Just four months ago, Fingar told the House Armed Services Committee:

“We assess that Tehran is determined to develop nuclear weapons -- despite its international obligations and international pressure.
This is a grave concern to the other countries in the region whose security would be threatened should Iran acquire nuclear weapons.”

What happened between then -- July 11 -- and three days ago, when the NIE declared the Iranian regime probably stopped the weapons program four years ago?

Short of mental telepathy, how can our intelligence community conclude that the Ayatollah Khamenei, Iran’s Supreme Leader, isn’t pursuing a nuclear weapon?

There is some evidence supporting the NIE. Apparently, in August of this year, intelligence services obtained the minutes of conversations and deliberations of Iranian military officials. The “military notes” indicate these military officials were angry that their superiors cut off work on fitting a nuclear warhead onto an Iranian missile.

Exactly how long does it take to draw up and build a shell capable of carrying an atomic bomb atop a missile? Iran already has launched conventional warheads on its missiles. If Iran has the nuclear bomb design -- and most in the intelligence community assume Iran does have it -- cradling it in a nose-cone is the least of the ayatollah’s problems.

Something doesn't add up here. Enrichment is the key "critical impediment." And, we know Iran has been enriching uranium, right? Additionally, we know they have admitted [BRAGGED!] to have an array of 3000 centrifuges.

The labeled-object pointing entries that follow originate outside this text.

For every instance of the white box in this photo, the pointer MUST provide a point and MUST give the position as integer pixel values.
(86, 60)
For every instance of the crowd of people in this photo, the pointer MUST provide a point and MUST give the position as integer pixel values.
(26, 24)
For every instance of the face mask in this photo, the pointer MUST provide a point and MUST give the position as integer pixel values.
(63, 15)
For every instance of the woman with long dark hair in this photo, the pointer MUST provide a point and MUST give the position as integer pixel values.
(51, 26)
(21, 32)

One has to wonder why we are so confident.

Do we, perhaps, know of deep technical problems Iran might be having? And, if so, might it be that we know of these problems because we planted them somehow? Information sabotage, perhaps?

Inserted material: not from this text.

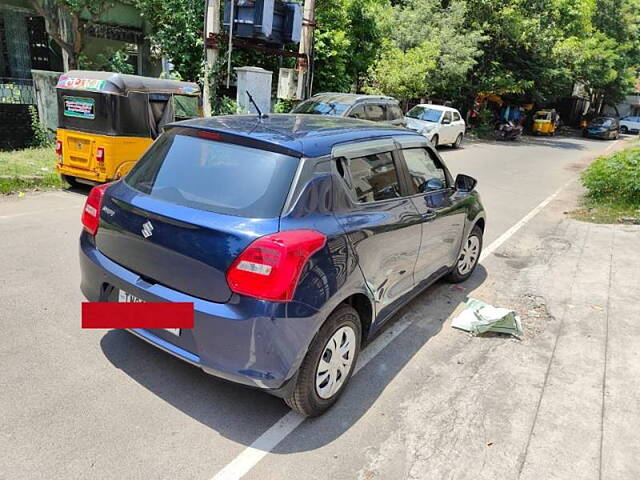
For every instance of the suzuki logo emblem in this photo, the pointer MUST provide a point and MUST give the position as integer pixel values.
(147, 229)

*******UPDATE (Reliapundit): HERE'S A LINK ON THE SABOTAGE ANGLE - FROM OUR OWN JON JAY RAY; EXCERPT:
CBS helps Iranian nuke program: "How do you say, "Thank you, CBS!" in Farsi?

The Jerusalem Post notes that CBS has alerted the Mullahs and their nuclear scientists to an intelligence black op that might have set back their nuclear program.

Intelligence operatives in the US and its allied nations have sold Iran flawed technological components in an attempt to sabotage the country's nuclear enrichment program, CBS News revealed Wednesday evening.

In January 2007, the head of Iran's Atomic Energy Agency, Vice-President Gholamreza Aghazadeh, said after an explosion at the Natanz nuclear facility (the first Iranian plant to attempt enrichment) that some of the equipment had been "manipulated."

The explosion destroyed 50 of the plant's centrifuges.

Other evidence has indicated that sabotage was the reason for some of the technical problems Iran has encountered in its enrichment enterprise.

Sources told CBS intelligence agencies have altered technical data, making it "useless."
Reliapundit adds: Maybe Bush has stopped worrying and has learned to love the Iranian bomb? There another possibility: This is a head-fake by the USA to gain the element of SURPRISE when we DO ATTACK.

(I'D PREFER KNOWING WE SABOTAGED THEIR ENRICHMENT ARRAY.)

1 comment:

A Jacksonian said...

Unfortunately the enrichment technology came from Japan. This is the result of a takedown of the Mitutoyo corporation's dealings not just with Iran but with Libya.

And as the folks in Japan point out, this is most likely the start of an unravelling of corporate problems supplying such networks as the AQ Khan one with advanced nuclear separation technology. The majority of the devices are unaccounted for... my guess, and it is only that, is that Iran bought some for study to reverse-engineer and then a number more to send to Syria, which has a primary separation capability already. As was pointed out in the J-Post, the site bombed in Syria was not a reactor. That is why the recent NIE is faulty: it does not examine that relationship or others that Iran has in this realm. It adheres strictly and *only* to Iran... so it can tell the truth but not the reality of what is going on. And our inability to explain what Israel bombed points to our blind spot.